Other parks and cities quickly latched on to the idea. Today, movable chairs are in hundreds of public spaces, from Williamsburg's Domino Park to a sprawling open space in downtown Houston called Discovery Green. The company Fermob, which was overwhelmed with orders, now has a U.S. headquarters in Atlanta.

"Bryant Park is the most influential project in making that specific piece of furniture a public amenity in this country," said Philip Winn, vice president at Project for Public Spaces, a nonprofit group that was founded in 1975 by Whyte's research assistants, Fred Kent.

According to Winn, what Whyte realized was that a public amenity has the power to change the "social temperature" of a space. Unlike bolted down chairs or other forms of hostile or unfriendly architecture, free-floating chairs provide park goers with an implicit sense of trust, and with that, a freedom to improvise.

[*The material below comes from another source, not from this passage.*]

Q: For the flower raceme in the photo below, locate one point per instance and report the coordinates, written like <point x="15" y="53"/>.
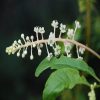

Marcia Krause Bilyk / Flickr

"The chair itself is not magical but what it can achieve in the right circumstance is," Winn said.

He added: "It shows a lot of respect to the user. People come into the space and instinctively understand the basic code of behavior."

In 1979, Whyte produced a documentary called The Social Life of Small Urban Spaces, which would go on to become a cult-favorite among urban planners and enthusiasts. Included in the footage are scenes of unwitting New Yorkers in public spaces adjusting chairs as if they were scratching an itch. "Even when there's no apparent functional reason of any kind, people move chairs," intoned Whyte, the documentary's wry narrator.

Beginning around the 2000s, Bryant Park greatly expanded the breath and style of its furniture. According to Jerome Barth, who started working at the Bryant Park in 1998 and now serves as the president of the Fifth Avenue Business Improvement District, there are more than 6,000 pieces of movable furniture. The varieties includes green chairs without backs, stools, and chairs and tables of varying heights.

All of the different pieces work to broadcast "subtle cues" to park users about the setting and experience, Barth said. High chairs around tables surrounding a kiosk suggest a place for eating. Colorful pieces near ping pong tables represent an area designated for play.

Manshel, who is now 63, no longer works for Bryant Park, but his reverence for Whyte inspired him to write a book on his experiences. Published by Rutgers University Press, Learning from Bryant Park: Revitalizing Cities, Towns, and Public Spaces, comes out in April. On the cover is a picture of the famous and beloved chair that Manshel helped select and procure.

He said he hopes the book will raise the profile of Whyte, who, as an editor of Fortune magazine helped promote the work of Jane Jacobs, but remained far less known himself. "He's an insiders person," Manshel observed.

He said that Whyte, who would often come into the offices at Bryant Park, rejected the spotlight. "He was a quiet and humble and observant person," he said.

But as his documentary and writings reflect, he was one of the early urbanists in New York City who was keenly attuned to how humans interact with their spaces. Whyte was also, in the words of Barth, "a New Yorker through and through," who understood the desire of his fellow denizens to see and be seen.

In the above cited 1979 essay for the New York Times titled "Please, just a nice place to sit," the city planner wrote an appeal that was eminently relatable.

Throughout the city we can vastly increase the amount of useful space for people, with more plazas, more street space, more nooks and small oases; and for merchants and businessmen as well as every one else, it would be a lot better if we did. It wouldn't be paradise—New Yorkers would be miserable in such a place. But there'd be more of what gives the city its edge—more shmoozing, more picnicking, more kooks and screwballs and pretty girls to look at.